Dr. Emin Gün Sirer, world-renowned computer engineer, gave a free lecture on electronic currencies this week at the SAGE Center for the Study of the Mind. Bitcoin system as one of the best known of them was the main topic of the lecture.
Online drug markets like Silk Road and Agora, where these currencies got their initial popularity and anyone was able to buy bitcoin from a store by cash. The coins can be kept in online wallet, where only the user may have an access. People can trade bitcoin for almost anything online and drugs at all, but there are a few ways to track the buyers and sellers.
Of course, Bitcoins can be used for different purchases, but they can also be used to buy things like drugs and weapons from the darknet. As the same currencies as Bitcoin become more popular, big companies like Microsoft, Dell, and PayPal have started accepting them.
Sirer, who got his Ph.D in Computer and Information Science from the University of Washington, showed the computer science community how Bitcoin and crypto currencies can be operated.
Basically, peer-to-peer is a way for computers to network with each other without a central system of control. For bitcoin and other crypto currency it means that, peer-to-peer system allows individuals to share computing power and information without being in the same room. As Sirer puts it, “It’s not a coin-based system, it’s a ledger-based system.”

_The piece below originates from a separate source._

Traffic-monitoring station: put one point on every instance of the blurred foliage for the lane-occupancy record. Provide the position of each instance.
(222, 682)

The Bitcoin community has a massive public ledger where system collect a record of all Bitcoin transactions. So, if the community decides that one of the transactions wasn’t legal, they can simply roll back to a previous ledger. But nowadays 51 percent of users agree with the current ledger and of course nothing will change.

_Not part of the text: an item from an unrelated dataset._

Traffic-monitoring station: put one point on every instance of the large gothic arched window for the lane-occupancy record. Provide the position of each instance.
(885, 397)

These ledger is called blockchains. When someone creates a new successful block, they claim a reward for their activity. Users can make up to $12,000 for some successful block in blockchain. But some bitcoin users have come up with a way to work on the next chain in secret, and stealing the reward from the honest users.
All bitcoin users should be working off the same block in blockchain to create a new one. Of course this process can waste an unbelievable amount of resources. But some penetrating bitcoin users take advantage of the system, by hiding that they have already finished the block. They begin working with the next one in the blockchain while everyone else is still working on a useless old one. So, as long as 51 percent of the Bitcoin community follows that block, the selfish miner will receive the reward that all others should have.
Sirer warned that Bitcoin is not substantially bad system, but users should be cautious when using such online money systems.